Evaluation: To measure the model's performance, I calculated several key metrics, including the Root Mean Squared Error (RMSE), Mean Absolute Error (MAE), and R-squared (R2). By running the code with 10 random seeds I was able to produce a pattern showing the difference over the seeds, proving that the model is robust and fits multiple seeds. I also times the R2 values by 1000 to see the difference more clearly, as it was to small to visualise the numbers without it.

- The MAE value of 1546 indicates that, on average, my model's predictions were about $1546 away from the actual salary values.

- The R-squared (R2) score of 0.98 suggests that approximately 98% of the variation in salary could be explained by the features in the model. R2 is a measure of how well the model fits the data as predicted a higher values leads to a better fit.

# Summary 

In this part of MSA, the objective was to predict salary in USD based on various features provided in the data set, using the model of our choice. First, the data was preprocessed by turning the data into numerical form. It was also required to perform one-hot encoding for categorical variables into numeric values so the model could read it. The preprocessed data was then split into a training set and a test set the split being 30/70.

A RandomForestRegressor model was trained on the training data using 100 estimators. The model was then used to make predictions based on the data provided, and its performance was later then evaluated using metrics that are used to test regression data, such as the Root Mean Squared Error (RMSE), Mean Absolute Error (MAE), and R-squared (R2). The MAE value of 1323 indicates that the model's predictions were, on average, about $1323 away from the actual values. The R2 score of 0.98 implies that 98% of predictions were correct, demonstrating outstanding model performance.

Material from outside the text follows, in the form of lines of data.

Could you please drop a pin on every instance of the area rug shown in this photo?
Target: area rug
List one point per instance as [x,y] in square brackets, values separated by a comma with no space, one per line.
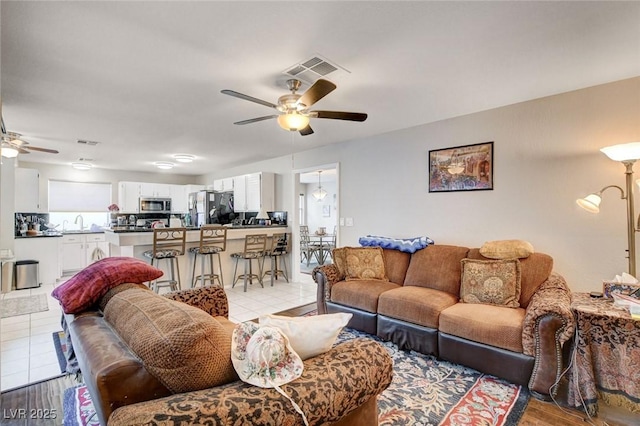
[60,344]
[14,306]
[425,391]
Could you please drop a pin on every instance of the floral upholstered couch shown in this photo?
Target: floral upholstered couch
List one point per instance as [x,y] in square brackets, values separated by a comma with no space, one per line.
[149,359]
[448,301]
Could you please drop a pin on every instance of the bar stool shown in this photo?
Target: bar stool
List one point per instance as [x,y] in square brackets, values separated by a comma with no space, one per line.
[213,241]
[168,244]
[254,247]
[279,247]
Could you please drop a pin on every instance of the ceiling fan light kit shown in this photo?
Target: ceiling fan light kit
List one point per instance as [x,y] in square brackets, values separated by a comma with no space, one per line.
[294,108]
[81,166]
[164,165]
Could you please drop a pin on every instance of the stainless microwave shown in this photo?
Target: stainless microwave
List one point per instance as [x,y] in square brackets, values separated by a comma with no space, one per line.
[155,205]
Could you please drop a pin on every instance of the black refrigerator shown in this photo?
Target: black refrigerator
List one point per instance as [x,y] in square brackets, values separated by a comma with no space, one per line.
[210,207]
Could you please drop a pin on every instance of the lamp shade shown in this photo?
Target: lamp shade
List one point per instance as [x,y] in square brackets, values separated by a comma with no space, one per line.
[293,121]
[590,203]
[623,152]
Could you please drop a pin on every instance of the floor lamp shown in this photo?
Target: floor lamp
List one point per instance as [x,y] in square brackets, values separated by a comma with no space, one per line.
[626,153]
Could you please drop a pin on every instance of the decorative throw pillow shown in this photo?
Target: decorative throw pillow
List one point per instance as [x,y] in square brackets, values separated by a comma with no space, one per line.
[493,282]
[407,245]
[507,249]
[365,263]
[309,336]
[86,287]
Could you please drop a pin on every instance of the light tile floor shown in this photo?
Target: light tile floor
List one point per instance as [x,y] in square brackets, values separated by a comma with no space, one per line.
[27,353]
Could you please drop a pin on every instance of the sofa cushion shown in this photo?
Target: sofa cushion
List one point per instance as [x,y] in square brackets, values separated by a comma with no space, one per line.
[534,270]
[418,305]
[437,267]
[492,325]
[86,287]
[360,294]
[365,263]
[184,347]
[507,249]
[396,264]
[494,282]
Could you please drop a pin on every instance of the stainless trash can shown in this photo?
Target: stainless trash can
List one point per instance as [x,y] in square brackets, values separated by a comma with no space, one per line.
[26,274]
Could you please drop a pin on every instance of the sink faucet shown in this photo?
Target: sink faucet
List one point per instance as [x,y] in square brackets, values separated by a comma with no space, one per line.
[79,217]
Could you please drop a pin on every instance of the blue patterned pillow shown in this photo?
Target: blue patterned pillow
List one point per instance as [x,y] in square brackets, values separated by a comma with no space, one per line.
[408,245]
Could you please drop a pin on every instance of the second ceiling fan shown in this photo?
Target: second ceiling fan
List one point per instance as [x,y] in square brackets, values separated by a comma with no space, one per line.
[293,108]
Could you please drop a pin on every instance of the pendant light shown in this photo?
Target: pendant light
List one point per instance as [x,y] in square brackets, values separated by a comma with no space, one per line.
[319,193]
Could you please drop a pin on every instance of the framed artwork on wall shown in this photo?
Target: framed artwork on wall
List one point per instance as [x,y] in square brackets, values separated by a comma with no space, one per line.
[461,168]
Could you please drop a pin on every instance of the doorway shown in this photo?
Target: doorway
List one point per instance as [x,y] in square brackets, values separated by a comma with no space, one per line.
[317,206]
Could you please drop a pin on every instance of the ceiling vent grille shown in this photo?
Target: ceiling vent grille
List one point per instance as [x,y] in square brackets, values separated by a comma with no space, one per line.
[314,68]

Furthermore, a seed variation analysis was conducted to test the stability of the model's performance. The random seed for data splitting was varied, and the changes in the model's performance metrics were observed, and there was a slight variation which is to be expected. This analysis showed the model's robustness to different training and test set configurations.

Additionally, feature importances from the RandomForestRegressor model were analysed to gain deeper insights into the factors influencing salary predictions. This analysis offered valuable information from job seekers to employees wanting to know how much people should earn. Moreover, exploring other machine learning algorithms or fine-tuning model parameters might present opportunities for further enhancing the predictive performance of the salary prediction model; also, by increasing the amount of data, the model would be more accurate, but it would take longer as the model will take longer to compute.

Examining the feature in the data helped shed light on which features are most influential in predicting salary, potentially informing job seekers or recruiters about the most significant factors they should look for in employees and how much they are "worth". Further tuning the model parameters or trying other machine learning algorithms could improve the model's performance.